Sun, Jul 05, 2009
Mary and Terry Landa, at center, tell of problems they have had with their new home in Goodyear. They support the initiative filed Monday to provide a 10-year warranty on all new homes.
Howard Fischer / Capitol Media Services

Business

New homes could get new warranties

Initiative would give broad rights to purchasers
By Howard Fischer
Capitol Media Services
Tucson, Arizona | Published: 07.01.2008
PHOENIX — Buyers would be entitled to a 10-year warranty when they purchase new homes under the terms of an initiative apparently headed for the statewide ballot.
Backers of the measure filed petitions Monday with more than 262,000 signatures to put the issue before voters Nov. 4. While the petitions have to be reviewed, the total submitted is far more than the 153,365 necessary to qualify for ballot status.
The initiative, financed almost exclusively by the Sheet Metal Workers International Association, also would:
● Allow homeowners to help choose the contractors hired by the builders to make the repairs;
● Give buyers the right to cancel within 100 days and get back most of their deposit;
● Let homeowners sue without fear of having to pay a builder's legal fees if they lose.
It also would require that model homes be outfitted exactly the way they would look for the purchase price advertised or have a price tag on each of the non-standard items.
The measure would leave in place some of the procedures enacted six years ago by the Legislature at the behest of home builders.
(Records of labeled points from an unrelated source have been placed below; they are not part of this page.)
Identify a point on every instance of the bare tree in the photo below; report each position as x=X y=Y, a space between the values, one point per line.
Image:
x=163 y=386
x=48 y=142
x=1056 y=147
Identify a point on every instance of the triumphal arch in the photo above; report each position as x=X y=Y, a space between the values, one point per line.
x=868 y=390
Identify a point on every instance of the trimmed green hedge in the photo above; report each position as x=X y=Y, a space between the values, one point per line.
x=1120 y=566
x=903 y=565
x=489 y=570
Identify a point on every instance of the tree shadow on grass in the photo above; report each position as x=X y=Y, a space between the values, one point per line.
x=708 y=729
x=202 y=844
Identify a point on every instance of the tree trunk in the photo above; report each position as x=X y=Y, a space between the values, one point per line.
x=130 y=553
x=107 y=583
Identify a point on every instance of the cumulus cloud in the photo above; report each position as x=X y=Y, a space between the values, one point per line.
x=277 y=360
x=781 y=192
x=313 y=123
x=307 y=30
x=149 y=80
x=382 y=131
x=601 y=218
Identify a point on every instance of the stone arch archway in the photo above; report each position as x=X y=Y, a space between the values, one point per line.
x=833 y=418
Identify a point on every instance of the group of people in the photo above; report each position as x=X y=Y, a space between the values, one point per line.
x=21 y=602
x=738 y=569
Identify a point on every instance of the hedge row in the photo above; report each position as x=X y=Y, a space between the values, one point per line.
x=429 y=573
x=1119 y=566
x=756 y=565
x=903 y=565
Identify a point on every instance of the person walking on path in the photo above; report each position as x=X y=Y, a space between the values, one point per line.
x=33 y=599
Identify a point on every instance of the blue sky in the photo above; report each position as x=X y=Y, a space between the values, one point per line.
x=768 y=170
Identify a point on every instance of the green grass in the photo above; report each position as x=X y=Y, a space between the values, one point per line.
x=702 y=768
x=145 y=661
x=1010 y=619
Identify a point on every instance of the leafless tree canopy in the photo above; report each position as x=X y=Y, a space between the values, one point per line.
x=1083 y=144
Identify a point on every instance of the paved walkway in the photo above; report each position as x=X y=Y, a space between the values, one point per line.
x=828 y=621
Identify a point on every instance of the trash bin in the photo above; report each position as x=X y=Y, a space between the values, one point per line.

That includes a requirement for the builder and the buyer to try to work out problems before a lawsuit can be filed.
But Richard McCracken, attorney for the union, said the rest of the law tilts too far in favor of the builders, often leaving buyers with few, if any, remedies — other than going to court.
A warranty, he said, is a better option.
"We think the result is not more lawsuits," McCracken said. "We think the result is better construction, because if somebody's standing behind their house for 10 years and they know they're going to have to repair any defects, they're going to build it differently in the first place."
Spencer Kamps, lobbyist for the Home Builders Association of Central Arizona, said the reverse is true: There will be more litigation.
He pointed out that the 2002 law includes a provision that whichever side loses pays the other side's legal and other fees. This initiative says only that the home buyer is entitled to legal fees if that person wins.
The result, said Kamps, is there will be no incentive for home buyers to settle.
"The only people that are going to win out of this process is a bunch of attorneys," he said. "All's it's going to do is cause housing cost to go up and lawyers' pockets to get bigger."
McCracken acknowledged that if the measure becomes law, it likely would increase construction costs. But he said that won't increase what consumers have to pay.
"Right now the market's determining the price, not how much some home builder wishes it could sell a home for," he said.
Kamps also said there's less to that 10-year warranty the initiative would provide than it might seem. He pointed out state law already gives home buyers eight years to file a complaint.
But McCracken said that law is just that: a statute of limitations to file a lawsuit. He said homeowners still would have to show any defects actually occurred during the warranty period — which could be just one year — though they would have eight years to file suit.
And the initiative also would spell out that the home buyer — and not the builder — gets to decide whether to accept cash or demand repair or replacement.
One thing in the initiative that McCracken said will help home buyers is how model homes are shown.
He said buyers review those models, sign a contract, and only when they go to the design center are they informed that the price they were quoted does not include actually getting a home like the one they saw.
McCracken said that doesn't mean model homes can be outfitted only with Formica countertops, cheap carpeting and basic fixtures, the items that home buyers would get for the base price. But he said if the model includes upgrades, then there need to be labels displayed on each one telling the buyer, upfront, how much they would add to the price.
To buttress their arguments, initiative organizers brought out Terry and Mary Landa, who listed a series of major and minor problems with the home they had built for themselves in Goodyear. Terry Landa said efforts to get repairs for the defects, which include improperly installed electrical wiring, have been ignored by the builder, which has since sought protection from creditors in U.S. Bankruptcy Court.
McCracken said the initiative has nothing directly to do with the ongoing fight between the Sheet Metal Workers and various home builders about using union contracts. But he said the measure has some potential benefits for union members.
"All the better contractors, both union and non-union, are going to have a bigger share of this market instead of the fly-by-nights," he said.